Ein wesentlicher Bestandteil dieses Plans ist eine deutlich strengere Grenzpolitik. Die 45-jährige Vorsitzende der konservativen Partei Fuerza Popular gab am Montag (Ortszeit) in Lima bekannt, dass sie im Falle eines Wahlsieges am 6. Juni Militäreinheiten an die Landesgrenzen Perus verlegen würde. Ziel der militärischen Präsenz sei es, das illegale Eindringen von Migranten aus Venezuela nach Peru zu unterbinden. Fujimori äußerte hierzu: "Wir werden unsere Grenzen militärisch absichern, um entschieden gegen illegale Einwanderer vorzugehen, die Kriminalität, Drogenhandel und Unsicherheit in unser Land bringen."
Zehntausende Menschen sind aufgrund der tiefgreifenden Krise in Venezuela in benachbarte Staaten geflüchtet; über eine Million davon haben in Peru Zuflucht gesucht.
Des Weiteren verkündete Fujimori ihre Absicht, die Beziehungen zu den Vereinigten Staaten wieder zu intensivieren. "Wir werden die strategische Partnerschaft mit den USA erneut beleben", erklärte sie. Damit positioniert sich die Bewerberin der Fuerza Popular klar gegen ihren Widersacher Pedro Castillo von der linksextremen Partei Perú Libre, welcher eine Anti-US-Haltung vertritt und das Land eher in Richtung Kuba und Venezuela lenken möchte.
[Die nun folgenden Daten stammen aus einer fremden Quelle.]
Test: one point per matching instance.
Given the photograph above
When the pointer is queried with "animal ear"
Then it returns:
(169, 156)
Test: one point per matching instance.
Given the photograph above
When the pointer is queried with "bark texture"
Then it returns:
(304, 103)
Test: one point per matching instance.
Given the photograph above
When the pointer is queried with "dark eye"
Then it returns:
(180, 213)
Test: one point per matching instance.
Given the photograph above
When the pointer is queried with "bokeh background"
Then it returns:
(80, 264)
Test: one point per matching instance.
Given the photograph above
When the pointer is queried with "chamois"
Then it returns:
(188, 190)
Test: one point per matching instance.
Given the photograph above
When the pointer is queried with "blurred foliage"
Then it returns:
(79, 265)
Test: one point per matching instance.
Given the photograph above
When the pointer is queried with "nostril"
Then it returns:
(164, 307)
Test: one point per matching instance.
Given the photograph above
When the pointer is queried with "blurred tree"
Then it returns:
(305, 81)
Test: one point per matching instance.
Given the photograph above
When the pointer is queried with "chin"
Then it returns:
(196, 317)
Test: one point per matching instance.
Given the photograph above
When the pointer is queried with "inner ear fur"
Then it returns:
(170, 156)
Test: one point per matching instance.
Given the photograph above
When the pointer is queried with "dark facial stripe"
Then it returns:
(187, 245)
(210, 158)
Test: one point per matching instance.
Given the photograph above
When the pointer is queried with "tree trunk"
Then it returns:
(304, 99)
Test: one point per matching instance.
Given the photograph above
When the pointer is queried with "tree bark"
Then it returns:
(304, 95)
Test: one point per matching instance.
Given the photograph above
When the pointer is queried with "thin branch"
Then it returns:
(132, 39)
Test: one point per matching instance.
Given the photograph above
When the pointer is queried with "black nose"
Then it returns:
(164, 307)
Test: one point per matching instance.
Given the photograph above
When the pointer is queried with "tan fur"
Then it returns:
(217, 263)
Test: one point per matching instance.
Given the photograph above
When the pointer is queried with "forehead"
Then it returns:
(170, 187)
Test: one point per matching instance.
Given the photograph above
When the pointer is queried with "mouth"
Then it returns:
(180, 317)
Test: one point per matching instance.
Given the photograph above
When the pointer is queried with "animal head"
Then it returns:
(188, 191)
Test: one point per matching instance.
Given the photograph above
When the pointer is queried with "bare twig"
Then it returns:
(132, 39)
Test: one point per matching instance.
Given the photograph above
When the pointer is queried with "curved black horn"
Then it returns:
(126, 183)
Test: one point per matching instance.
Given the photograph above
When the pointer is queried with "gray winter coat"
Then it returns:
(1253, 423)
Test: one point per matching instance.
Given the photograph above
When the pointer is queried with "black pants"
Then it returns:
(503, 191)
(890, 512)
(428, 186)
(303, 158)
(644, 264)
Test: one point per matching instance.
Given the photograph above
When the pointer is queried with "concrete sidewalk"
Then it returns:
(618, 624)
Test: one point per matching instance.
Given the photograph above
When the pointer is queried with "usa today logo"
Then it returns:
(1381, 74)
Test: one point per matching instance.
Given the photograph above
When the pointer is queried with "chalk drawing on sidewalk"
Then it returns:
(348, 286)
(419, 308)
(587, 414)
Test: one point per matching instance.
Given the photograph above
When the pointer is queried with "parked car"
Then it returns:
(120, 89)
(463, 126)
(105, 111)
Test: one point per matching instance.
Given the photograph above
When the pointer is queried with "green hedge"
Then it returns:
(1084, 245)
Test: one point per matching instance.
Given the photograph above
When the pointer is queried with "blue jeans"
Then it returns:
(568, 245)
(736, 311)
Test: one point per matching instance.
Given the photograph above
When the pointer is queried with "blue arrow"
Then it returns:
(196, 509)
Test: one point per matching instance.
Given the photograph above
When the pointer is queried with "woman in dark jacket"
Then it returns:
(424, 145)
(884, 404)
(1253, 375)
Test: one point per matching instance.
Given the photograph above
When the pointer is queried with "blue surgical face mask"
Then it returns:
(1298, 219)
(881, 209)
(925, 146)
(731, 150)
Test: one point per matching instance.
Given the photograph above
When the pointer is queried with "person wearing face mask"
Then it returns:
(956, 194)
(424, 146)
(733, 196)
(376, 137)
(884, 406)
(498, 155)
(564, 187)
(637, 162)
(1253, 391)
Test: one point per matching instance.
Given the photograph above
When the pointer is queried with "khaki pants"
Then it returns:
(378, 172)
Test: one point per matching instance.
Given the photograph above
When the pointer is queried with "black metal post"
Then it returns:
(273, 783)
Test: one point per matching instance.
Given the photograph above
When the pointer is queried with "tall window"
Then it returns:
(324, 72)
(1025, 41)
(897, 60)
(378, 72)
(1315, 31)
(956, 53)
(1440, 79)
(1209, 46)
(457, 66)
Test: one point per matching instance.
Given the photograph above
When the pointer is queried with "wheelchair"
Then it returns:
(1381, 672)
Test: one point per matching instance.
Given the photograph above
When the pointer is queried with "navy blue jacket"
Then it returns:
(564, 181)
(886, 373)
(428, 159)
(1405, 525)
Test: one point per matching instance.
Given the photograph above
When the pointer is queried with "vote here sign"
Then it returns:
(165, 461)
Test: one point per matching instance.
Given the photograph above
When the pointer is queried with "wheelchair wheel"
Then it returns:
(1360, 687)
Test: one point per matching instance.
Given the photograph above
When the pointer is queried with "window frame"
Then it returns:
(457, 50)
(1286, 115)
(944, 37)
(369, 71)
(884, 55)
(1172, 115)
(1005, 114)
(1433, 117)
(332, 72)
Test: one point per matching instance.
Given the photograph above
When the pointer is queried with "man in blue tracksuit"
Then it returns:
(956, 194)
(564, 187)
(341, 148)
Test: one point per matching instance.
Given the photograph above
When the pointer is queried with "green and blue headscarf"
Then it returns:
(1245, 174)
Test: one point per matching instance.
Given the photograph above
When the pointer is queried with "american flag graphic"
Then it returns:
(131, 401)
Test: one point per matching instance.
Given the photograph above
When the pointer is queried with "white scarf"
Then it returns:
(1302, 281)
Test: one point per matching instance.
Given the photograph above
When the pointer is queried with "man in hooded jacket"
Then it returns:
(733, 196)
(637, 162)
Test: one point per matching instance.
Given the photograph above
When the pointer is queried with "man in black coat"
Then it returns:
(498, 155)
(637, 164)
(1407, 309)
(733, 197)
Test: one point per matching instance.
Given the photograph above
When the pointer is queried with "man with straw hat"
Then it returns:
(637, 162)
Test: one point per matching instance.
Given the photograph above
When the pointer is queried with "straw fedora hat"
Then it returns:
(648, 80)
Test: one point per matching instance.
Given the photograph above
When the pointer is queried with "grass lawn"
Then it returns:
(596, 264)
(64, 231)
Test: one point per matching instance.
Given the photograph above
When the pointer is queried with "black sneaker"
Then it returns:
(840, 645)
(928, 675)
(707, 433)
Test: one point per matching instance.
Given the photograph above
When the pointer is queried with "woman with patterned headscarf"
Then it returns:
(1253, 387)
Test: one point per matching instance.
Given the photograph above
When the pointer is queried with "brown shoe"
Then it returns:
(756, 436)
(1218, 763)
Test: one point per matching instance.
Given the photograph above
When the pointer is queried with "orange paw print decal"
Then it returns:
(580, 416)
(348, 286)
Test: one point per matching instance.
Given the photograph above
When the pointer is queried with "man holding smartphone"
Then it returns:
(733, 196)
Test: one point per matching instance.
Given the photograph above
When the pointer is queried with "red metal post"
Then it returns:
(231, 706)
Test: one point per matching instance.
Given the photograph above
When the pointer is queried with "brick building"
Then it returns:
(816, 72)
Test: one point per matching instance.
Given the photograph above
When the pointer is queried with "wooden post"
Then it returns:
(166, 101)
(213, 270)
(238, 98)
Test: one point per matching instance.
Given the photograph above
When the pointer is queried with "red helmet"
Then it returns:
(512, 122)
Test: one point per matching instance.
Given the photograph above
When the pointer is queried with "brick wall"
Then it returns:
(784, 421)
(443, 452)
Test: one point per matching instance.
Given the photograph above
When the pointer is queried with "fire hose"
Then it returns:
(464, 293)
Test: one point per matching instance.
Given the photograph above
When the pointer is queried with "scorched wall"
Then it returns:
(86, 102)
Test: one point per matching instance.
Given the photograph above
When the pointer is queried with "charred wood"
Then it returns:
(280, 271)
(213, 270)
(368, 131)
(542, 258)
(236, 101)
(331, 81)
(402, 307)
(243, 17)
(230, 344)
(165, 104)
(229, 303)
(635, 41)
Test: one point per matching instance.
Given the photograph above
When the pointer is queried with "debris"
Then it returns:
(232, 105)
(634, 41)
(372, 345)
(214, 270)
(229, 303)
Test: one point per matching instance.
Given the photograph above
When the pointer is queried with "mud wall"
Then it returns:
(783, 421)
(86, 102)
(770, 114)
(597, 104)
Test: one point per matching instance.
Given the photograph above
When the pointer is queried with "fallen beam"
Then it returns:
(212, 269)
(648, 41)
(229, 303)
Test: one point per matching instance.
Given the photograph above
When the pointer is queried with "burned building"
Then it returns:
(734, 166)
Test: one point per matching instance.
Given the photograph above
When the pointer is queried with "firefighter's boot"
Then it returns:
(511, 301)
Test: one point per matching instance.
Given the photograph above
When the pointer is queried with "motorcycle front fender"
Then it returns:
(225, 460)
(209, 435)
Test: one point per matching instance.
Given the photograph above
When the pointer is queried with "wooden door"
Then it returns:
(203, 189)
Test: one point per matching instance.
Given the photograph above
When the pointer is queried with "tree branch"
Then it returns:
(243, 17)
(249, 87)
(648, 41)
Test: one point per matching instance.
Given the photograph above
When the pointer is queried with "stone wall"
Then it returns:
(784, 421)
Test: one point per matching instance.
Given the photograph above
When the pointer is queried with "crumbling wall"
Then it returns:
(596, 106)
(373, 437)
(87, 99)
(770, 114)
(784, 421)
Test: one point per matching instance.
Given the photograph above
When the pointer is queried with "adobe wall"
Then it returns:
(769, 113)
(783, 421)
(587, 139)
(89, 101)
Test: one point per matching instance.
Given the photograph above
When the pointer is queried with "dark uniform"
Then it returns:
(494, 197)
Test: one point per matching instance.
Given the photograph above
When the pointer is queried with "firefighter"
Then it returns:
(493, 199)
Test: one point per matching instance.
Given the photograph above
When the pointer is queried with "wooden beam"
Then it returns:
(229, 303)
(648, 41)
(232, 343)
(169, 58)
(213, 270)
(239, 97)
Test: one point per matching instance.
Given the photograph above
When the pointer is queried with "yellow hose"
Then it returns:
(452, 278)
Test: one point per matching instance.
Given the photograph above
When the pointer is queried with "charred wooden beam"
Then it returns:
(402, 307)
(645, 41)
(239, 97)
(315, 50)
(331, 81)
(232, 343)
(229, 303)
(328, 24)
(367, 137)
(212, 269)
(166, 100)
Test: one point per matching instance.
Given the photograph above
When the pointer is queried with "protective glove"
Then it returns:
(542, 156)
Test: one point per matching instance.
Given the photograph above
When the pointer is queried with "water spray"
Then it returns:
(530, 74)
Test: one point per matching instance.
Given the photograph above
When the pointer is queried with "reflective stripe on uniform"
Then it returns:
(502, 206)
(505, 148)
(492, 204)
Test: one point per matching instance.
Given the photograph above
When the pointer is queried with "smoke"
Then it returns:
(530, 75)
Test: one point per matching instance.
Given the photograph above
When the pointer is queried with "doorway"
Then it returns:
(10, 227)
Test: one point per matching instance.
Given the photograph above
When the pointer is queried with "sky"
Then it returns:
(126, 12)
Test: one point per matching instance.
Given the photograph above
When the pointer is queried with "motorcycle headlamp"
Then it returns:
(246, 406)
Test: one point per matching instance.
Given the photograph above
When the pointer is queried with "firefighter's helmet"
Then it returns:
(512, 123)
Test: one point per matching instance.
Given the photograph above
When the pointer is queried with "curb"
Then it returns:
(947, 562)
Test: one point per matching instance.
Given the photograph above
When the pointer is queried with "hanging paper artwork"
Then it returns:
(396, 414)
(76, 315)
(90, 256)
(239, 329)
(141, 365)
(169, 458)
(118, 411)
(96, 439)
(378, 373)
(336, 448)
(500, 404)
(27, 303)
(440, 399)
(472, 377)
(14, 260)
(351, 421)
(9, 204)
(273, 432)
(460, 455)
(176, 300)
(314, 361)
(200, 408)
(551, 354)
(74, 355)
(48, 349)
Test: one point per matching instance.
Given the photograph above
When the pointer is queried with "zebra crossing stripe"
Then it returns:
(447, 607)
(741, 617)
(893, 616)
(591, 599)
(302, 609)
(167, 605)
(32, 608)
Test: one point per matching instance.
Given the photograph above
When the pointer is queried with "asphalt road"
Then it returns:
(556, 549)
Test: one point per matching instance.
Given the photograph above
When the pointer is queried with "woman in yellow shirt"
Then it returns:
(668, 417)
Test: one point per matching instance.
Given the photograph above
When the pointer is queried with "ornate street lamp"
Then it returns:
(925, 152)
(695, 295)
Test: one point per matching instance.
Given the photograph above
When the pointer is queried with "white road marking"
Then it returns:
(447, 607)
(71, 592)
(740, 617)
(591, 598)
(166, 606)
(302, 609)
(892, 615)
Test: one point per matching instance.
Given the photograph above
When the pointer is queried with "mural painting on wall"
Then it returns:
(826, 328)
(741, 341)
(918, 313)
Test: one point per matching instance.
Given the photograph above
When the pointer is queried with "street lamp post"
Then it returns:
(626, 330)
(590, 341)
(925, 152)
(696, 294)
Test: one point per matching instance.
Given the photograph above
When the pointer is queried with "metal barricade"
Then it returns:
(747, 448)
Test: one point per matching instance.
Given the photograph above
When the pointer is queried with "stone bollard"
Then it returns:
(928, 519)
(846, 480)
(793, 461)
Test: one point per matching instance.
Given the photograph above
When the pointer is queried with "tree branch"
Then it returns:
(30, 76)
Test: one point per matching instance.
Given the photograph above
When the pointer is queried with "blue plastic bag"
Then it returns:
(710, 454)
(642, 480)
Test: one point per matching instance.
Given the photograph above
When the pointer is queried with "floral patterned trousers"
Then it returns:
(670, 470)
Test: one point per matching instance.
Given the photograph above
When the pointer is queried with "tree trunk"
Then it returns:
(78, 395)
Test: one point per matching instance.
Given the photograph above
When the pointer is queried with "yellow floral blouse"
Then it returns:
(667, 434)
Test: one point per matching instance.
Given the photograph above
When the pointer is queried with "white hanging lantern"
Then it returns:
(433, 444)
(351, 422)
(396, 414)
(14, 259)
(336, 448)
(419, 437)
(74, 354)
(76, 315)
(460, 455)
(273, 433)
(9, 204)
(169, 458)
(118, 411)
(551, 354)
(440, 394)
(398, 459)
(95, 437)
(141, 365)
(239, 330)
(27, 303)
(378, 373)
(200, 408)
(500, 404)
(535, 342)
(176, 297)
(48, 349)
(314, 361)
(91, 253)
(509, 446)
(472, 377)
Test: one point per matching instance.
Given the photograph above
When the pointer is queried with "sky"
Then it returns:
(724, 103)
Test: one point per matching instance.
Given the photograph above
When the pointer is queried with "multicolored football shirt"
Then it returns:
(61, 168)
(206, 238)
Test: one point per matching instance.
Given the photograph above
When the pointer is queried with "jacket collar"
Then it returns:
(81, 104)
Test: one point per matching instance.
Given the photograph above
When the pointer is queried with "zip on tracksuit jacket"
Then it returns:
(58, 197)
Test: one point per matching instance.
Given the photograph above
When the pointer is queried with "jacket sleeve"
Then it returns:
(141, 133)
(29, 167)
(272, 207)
Zur Bekämpfung der Kriminalität beabsichtigt Fujimori, die Polizeikräfte zu verstärken und die Anzahl der Sicherheitspersonals aufzustocken. Ferner ist die Einrichtung einer Spezialeinheit für die Metropole Lima und die benachbarte Hafenstadt Callao vorgesehen. Die Sicherheitslage in Peru ist seit vielen Jahren prekär, mit einer weitreichenden Ausbreitung der Bandenkriminalität.
Zusätzlich versprach Fujimori, der Korruption entgegenzutreten. Ihre eigene Familie ist jedoch in Korruptionsskandale involviert. Ihr Vater, der frühere Präsident Alberto Fujimori (von 1990 bis 2000), verbüßt eine langjährige Haftstrafe wegen Korruption und Verbrechen gegen die Menschlichkeit. Keiko Fujimori selbst war wiederholt Gegenstand von Korruptionsvorwürfen, wurde jedoch niemals rechtskräftig verurteilt. Zuletzt erfolgte ihre Freilassung im März nach über einem Jahr Untersuchungshaft im Zusammenhang mit Geldwäscheverdacht.
Der Wahlkampf in Peru verschärft sich vor der Stichwahl am 6. Juni zusehends. Aktuellen Umfragen zufolge liegen die beiden Bewerber mit jeweils etwa 50 Prozent der Stimmen beinahe gleichauf.